I should empathise that I'm not actually looking to create CSCRA Class N - Sports-cars 1992-present or anything similar, in fact upon reflection I think I'd be tempted to dispense with a stated period all together. Imagine if at club level the class was just "Sports-cars" or "Le Mans-type cars" and left at that. I'd imagine that that would produce an entry of Group C, modern GTs, the odd late 60s or early 70s car and a majority of cars from the LMP1 and LMP2 classes. The competitive boys would migrate to the widest, lowest, longest cars and that's probably the modern LMP.

As it happens, CSCRA Sports-car class 8 is probably where I'd start for such a meeting with a 65mm width.
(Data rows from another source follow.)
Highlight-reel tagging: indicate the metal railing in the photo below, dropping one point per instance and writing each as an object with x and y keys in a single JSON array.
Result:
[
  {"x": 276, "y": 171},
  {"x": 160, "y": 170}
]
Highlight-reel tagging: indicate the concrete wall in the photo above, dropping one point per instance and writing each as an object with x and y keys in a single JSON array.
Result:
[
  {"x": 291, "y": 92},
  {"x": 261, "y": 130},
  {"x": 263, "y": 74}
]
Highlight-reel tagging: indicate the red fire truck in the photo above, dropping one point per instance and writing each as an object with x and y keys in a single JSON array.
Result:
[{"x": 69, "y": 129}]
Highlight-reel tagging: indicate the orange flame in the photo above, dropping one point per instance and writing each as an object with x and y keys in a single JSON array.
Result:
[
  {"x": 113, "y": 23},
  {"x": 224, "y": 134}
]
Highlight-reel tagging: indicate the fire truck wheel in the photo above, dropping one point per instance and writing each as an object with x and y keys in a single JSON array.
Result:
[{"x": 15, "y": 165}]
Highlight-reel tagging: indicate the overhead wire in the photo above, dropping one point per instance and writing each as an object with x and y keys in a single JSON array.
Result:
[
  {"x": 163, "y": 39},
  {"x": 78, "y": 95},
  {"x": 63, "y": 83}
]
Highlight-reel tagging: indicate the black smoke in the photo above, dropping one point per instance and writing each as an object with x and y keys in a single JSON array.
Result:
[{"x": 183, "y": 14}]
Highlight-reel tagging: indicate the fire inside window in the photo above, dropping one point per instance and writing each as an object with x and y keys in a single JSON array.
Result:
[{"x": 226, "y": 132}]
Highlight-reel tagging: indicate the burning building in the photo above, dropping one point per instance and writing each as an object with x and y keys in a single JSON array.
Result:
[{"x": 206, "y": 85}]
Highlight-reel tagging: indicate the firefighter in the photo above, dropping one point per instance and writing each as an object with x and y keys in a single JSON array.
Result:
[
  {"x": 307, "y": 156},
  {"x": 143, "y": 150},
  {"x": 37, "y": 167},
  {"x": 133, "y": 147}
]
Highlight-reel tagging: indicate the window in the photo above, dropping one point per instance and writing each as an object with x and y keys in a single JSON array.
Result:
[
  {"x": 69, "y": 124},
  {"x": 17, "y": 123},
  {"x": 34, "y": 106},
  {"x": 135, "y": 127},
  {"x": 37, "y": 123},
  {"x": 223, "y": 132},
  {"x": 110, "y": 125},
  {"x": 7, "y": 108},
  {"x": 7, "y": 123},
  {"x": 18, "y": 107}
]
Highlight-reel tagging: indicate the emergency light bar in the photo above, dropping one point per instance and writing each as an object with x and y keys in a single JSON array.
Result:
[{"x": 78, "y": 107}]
In reality this might be a bit too wide - the current ACO regs mandate a maximum 'footprint' of 4650mm x 2000mm. The Audi R18 is spot-on for both dimensions (are they slotracers in Ingolstadt?), which would work out to be a scale 62.5mm wide. The old ECRA standard of 2.5" (still present in BSCRA) is 63.5mm which would allow for all manner of obsolete BSCRA chassis to be used as a basis (and IIRC, the TSRF car) so I'd round it up to the nearest mil and go for 64mm. 1.5mm ground clearance to avoid track damage.

As regards modern F1, well it's never been popular because the cars are too fragile and if you don't have an SCX F1/87 there's no point turning up and saloons aren't real racing cars (showing my prejudices there but don't care).

I'm just fishing for interest really - CSCRA regs but without the book-ended periods allowing for all those modern bodyshells to be used on top of pretty much "formula libre" chassis engineering. Something I think is missing from the UK slotracing scene.